As previously mentioned, WirelessHART and ISA100.11a are prevalent in many petro-chemical facilities. Cecilio and Furtado demonstrated that the protocol is designed for fluctuating wireless performance yet can achieve 100% data delivery with a node duty cycle as low as 2.48% [4]. Duty cycle is an important consideration for each sensor type and while these protocols are prevalent today, latency can be a significant concern. This factor alone may be significant enough to necessitate development or deployment of alternative protocols for industrial monitoring and control as IIoT networks expand over time. To this extent, it is important to anticipate that the algorithms and data formats may change over time and therefore, organizations must ensure instruction exists for interpreting historical raw data if reformatting is necessary. 

Standards development and public policy are likely influencers of IIoT adoption as well. For example, the European Union adopted a 20-20-20 renewable energy directive establishing their climate change goals in 2009 [3]. The 20-20-20 directive specifically targets at least 20% reduction in greenhouse gases, 20% energy consumption from renewable sources and 20% improvement in energy efficiency by the year 2020. Undoubtedly, these requirements will become more aggressive in the near future.
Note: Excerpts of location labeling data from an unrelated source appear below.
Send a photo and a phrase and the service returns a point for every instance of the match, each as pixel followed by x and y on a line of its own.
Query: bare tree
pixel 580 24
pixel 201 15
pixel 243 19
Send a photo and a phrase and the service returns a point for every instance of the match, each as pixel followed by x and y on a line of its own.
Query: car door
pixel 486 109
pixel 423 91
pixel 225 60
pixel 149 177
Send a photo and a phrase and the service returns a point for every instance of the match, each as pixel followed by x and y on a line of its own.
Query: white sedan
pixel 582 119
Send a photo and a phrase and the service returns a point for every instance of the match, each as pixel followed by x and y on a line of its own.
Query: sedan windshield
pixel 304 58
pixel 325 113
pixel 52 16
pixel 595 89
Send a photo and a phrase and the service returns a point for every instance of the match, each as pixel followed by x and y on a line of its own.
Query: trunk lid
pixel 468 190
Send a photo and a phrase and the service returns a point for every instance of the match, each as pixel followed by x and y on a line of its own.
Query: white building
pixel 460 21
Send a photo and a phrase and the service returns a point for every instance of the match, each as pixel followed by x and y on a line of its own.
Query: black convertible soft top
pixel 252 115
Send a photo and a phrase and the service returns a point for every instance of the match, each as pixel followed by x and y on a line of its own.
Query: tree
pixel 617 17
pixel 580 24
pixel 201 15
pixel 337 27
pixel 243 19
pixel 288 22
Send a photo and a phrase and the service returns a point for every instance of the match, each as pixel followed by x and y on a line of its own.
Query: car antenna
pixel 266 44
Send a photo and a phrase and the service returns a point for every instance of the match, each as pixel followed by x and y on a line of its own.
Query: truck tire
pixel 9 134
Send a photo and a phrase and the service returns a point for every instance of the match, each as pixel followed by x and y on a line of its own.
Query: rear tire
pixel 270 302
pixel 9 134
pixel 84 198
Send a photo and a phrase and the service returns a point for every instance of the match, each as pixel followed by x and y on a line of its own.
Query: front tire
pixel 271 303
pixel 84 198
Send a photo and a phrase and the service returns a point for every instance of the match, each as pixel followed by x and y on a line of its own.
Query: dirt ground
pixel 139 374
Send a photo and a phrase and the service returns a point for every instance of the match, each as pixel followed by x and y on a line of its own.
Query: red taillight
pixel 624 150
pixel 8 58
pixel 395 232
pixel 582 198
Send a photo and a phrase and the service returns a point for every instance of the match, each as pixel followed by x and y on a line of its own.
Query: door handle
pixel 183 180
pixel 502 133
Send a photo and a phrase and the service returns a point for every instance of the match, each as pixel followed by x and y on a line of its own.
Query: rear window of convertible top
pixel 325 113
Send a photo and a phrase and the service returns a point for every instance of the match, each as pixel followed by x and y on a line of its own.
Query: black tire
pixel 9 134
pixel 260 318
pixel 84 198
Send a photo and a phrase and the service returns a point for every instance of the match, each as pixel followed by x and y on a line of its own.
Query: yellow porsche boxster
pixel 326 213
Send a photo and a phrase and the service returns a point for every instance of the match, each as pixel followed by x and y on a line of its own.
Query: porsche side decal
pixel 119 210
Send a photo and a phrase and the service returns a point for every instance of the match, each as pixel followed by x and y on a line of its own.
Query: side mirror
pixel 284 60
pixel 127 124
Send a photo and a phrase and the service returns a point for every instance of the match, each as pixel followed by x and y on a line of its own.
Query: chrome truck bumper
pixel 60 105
How will IIoT enable the significant improvements needed to meet future objectives? How might IIoT address other environmental, political or regulatory pressures to improve waste and air quality, noise pollution, light pollution and energy efficiency? Regardless of those pressures, is one not obligated to exploit every opportunity to improve worker safety and environmental conservation that is financially plausible to ensure future sustainability?

VII. CONCLUSION

The authors have presented survey data from upstream and downstream oil and gas businesses to examine the highest perceived benefits and risks to deploying large scale sensor systems and IIoT. In an effort to help realize the enormous potential of IIoT and address the risks, available standards and accepted planning methodologies have been presented to enhance awareness.

As with any rapidly evolving technology introduction, early adopters of the technology serve as the catalysts for continued development and optimization. IIoT left up to select individuals to solve only specific tactical problems will stifle the potential opportunities and business improvements. Instead, each business requires a collective cross-functional strategy with thoughtful requirements and specifications for data management and system performance in order to ensure the scalability required for the eventuality of IIoT. 

VIII. ACKNOWLEDGEMENTS 

The authors would like to thank the employees of Schumberger and Shell Chemical who participated in the survey and provided valuable insights into the potential for IIoT deployment in the oil and gas industry. Special thanks are also expressed to Mike DiFlorio for his work on illustrations for the paper.